HKUDS / GraphGPT

[SIGIR'2024] "GraphGPT: Graph Instruction Tuning for Large Language Models"
https://arxiv.org/abs/2310.13023
Apache License 2.0
521 stars 39 forks source link

Why are the baseline results so low? #2

Closed ShuaiXuan closed 10 months ago

ShuaiXuan commented 10 months ago

hey bro!!Thank you very much for your work. I was greatly inspired after reading it. But I have a small question about the baseline result that I would like to ask you. I noticed you cited this article:https://arxiv.org/pdf/2305.19523.pdf. But the result of Arxiv is different from you. I see that you follow the same public division, but the GCN in this article reached 0.7182 and the SAGE reached 0.7171, while in your paper they were only 0.5267 and 0.5480 respectively. Why? 92511698673814_ pic

tjb-tech commented 10 months ago

Thank you very much for your attention on our GraphGPT! In our experiments, we don't use the same graph data with the paper https://arxiv.org/pdf/2305.19523.pdf.
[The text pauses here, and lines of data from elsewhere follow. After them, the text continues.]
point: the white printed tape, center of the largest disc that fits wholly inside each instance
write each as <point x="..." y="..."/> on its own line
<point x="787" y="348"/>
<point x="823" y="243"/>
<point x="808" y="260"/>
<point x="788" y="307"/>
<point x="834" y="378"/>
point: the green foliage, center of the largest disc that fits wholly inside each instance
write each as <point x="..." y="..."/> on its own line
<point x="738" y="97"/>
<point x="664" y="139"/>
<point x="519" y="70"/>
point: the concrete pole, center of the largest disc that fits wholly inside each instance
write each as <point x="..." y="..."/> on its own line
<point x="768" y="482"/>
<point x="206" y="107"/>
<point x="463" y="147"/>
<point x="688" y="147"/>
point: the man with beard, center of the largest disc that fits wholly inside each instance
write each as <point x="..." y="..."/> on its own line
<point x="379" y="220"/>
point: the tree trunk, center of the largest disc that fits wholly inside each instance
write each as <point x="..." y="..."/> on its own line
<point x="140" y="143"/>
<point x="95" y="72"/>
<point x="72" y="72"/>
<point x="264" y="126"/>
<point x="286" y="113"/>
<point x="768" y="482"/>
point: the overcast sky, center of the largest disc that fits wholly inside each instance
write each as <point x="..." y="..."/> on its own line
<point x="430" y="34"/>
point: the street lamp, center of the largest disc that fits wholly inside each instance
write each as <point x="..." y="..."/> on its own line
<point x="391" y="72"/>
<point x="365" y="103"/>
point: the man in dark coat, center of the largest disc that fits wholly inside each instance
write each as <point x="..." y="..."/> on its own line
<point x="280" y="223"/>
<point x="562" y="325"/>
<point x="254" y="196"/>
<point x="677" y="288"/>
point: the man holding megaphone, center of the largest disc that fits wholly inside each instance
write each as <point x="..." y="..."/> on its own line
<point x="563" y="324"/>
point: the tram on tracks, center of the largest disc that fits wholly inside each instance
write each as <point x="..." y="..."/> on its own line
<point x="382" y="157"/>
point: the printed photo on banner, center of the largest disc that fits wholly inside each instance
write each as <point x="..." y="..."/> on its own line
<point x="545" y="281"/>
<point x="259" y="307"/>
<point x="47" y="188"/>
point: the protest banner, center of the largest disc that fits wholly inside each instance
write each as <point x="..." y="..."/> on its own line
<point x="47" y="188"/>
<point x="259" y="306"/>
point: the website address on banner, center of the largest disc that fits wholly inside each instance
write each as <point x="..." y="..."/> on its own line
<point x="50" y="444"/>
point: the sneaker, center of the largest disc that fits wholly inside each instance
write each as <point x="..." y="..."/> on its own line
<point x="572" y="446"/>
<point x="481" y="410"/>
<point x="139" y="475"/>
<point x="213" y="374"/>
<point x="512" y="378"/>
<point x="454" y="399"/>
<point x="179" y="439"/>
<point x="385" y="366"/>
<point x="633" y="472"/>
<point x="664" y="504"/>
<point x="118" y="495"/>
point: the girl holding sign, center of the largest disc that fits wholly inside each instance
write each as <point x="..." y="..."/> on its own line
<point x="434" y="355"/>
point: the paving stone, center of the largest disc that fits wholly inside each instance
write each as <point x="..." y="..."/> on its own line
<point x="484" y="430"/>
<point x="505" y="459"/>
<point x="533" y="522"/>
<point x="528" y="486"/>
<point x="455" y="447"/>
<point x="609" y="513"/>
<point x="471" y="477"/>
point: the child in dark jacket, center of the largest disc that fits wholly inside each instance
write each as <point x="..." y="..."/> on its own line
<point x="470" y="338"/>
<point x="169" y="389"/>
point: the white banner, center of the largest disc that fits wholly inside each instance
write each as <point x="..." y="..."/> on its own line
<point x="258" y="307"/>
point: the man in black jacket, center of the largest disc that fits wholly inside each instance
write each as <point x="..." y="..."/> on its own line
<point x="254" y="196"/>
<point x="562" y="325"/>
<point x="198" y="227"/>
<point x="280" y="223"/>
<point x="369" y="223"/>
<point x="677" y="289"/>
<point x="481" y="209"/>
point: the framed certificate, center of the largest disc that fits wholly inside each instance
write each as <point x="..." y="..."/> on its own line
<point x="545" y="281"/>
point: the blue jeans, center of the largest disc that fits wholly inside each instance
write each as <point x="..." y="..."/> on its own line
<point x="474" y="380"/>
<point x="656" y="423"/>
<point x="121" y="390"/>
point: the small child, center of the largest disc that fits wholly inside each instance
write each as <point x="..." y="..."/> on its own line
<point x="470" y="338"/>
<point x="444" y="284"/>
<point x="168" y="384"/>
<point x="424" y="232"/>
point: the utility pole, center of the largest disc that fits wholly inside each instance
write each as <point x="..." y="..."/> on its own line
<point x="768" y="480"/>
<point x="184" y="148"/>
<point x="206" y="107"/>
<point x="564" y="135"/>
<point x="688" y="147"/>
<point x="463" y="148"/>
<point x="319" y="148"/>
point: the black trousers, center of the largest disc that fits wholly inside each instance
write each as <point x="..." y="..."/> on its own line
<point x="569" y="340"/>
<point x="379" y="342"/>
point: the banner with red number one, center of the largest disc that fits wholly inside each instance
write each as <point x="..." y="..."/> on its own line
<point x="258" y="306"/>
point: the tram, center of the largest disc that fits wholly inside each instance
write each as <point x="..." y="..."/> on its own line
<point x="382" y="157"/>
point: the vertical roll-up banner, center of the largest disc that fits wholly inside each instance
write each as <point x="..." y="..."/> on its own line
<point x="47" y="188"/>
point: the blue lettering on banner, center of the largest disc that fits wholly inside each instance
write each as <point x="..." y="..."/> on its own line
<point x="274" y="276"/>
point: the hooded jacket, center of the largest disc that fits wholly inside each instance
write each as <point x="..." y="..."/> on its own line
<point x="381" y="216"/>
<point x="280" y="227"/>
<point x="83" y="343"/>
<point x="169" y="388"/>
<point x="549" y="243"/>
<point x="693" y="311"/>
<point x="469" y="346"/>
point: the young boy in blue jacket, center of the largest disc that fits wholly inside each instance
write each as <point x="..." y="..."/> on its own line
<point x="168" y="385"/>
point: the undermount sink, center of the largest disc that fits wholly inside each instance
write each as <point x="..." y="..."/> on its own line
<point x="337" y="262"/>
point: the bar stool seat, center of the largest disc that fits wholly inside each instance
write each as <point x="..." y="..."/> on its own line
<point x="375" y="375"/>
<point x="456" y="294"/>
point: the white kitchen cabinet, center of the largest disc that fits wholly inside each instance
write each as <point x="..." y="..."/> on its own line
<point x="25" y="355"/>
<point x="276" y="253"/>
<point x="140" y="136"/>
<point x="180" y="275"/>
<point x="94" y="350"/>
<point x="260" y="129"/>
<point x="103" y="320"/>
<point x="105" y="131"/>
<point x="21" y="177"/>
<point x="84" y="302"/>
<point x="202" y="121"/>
Actually, we have claimed in the Sec 4.1.2 that we encoded the raw text information using a pre-trained BERT model:

image

While the node mapping strategy is followed by the above paper and we re-run all the baselines. In particular, you can refer to https://huggingface.co/datasets/Jiabin99/All_pyg_graph_data to find our utilized graph data. Hope that my answer is helpful for you and thank you again for the issue!

Tebmer commented 10 months ago

Hi, your work is really interesting. I am new to this dataset.

I am little confused that did you ( or is it necessary to) rerun the baselines on your own data when you change the graph data in your paper? ( Looks like it's gonna be a lot of work)